Liverpool, który stracił w lidze tylko jedną bramkę, zagra wyjazdowy mecz z Norwich w Carabao Cup we wtorek.
The Reds poprzedni sezon zakończyli na trzeciej pozycji, 17 punktów za tryumfującym Manchesterem City, po dobrej końcówce, która zapewniła miejsce w Lidze Mistrzów.
Dwa lata po zdobyciu tytułu mistrzowskiego, Milner wierzy, że mają jeszcze bardziej wartościowy skład niż w momencie, gdy po 30 latach wygrali ligę.
- Myślę, że psychika jest tym, czego potrzebujesz. Nie możesz być obojętny, nieważne czy miałeś dobry występ czy zły. Musisz ruszyć do kolejnego – dodał 35-latek.
- Nie możesz być zbyt szczęśliwy po dobrym występie i zbyt smutny po złym.
- Jeśli masz kilka złych wyników i niepewnych występów, tak jest, gdy się robi ciężko, ale patrzysz na ten skład i widzisz, że jest bardziej doświadczony po zdobyciu mistrzostwa.

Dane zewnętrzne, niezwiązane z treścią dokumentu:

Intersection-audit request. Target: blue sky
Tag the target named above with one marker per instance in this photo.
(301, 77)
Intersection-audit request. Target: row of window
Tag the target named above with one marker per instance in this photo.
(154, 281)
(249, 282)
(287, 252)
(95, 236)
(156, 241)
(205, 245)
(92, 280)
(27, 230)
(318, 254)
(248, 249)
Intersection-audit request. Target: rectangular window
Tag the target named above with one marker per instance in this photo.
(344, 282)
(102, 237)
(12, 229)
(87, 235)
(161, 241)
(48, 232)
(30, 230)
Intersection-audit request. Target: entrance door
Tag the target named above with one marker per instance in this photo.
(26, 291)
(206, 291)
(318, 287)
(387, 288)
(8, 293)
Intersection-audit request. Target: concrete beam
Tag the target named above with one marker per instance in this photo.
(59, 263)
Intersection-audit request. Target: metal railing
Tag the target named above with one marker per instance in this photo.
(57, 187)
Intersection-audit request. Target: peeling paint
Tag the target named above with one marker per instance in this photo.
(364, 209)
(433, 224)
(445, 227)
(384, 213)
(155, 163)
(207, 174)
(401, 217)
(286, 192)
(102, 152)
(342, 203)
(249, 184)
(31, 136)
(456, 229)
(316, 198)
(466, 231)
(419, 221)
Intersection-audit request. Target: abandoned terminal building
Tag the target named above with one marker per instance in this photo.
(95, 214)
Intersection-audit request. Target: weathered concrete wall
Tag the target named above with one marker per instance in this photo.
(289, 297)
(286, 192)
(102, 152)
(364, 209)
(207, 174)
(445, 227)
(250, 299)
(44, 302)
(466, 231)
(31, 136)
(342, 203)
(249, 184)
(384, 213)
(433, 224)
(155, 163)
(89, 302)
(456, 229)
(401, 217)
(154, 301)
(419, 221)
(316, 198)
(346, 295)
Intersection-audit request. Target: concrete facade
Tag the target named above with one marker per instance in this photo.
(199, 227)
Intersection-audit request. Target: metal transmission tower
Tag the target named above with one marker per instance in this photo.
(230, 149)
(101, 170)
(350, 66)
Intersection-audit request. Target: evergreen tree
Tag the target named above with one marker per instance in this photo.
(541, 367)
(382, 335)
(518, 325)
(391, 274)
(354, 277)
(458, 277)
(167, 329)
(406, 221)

- Cierpieliśmy w poprzednim roku, ale ostatecznie skończył się bardzo dobrze, z tym co udało się osiągnąć w takich okolicznościach i z tą późną gonitwą (by zakwalifikować się do Ligi Mistrzów).
- Jednak te doświadczenia i uczucia zbieraliśmy jako grupa, przeszliśmy przez to wszyscy razem, a to może być tylko dobre.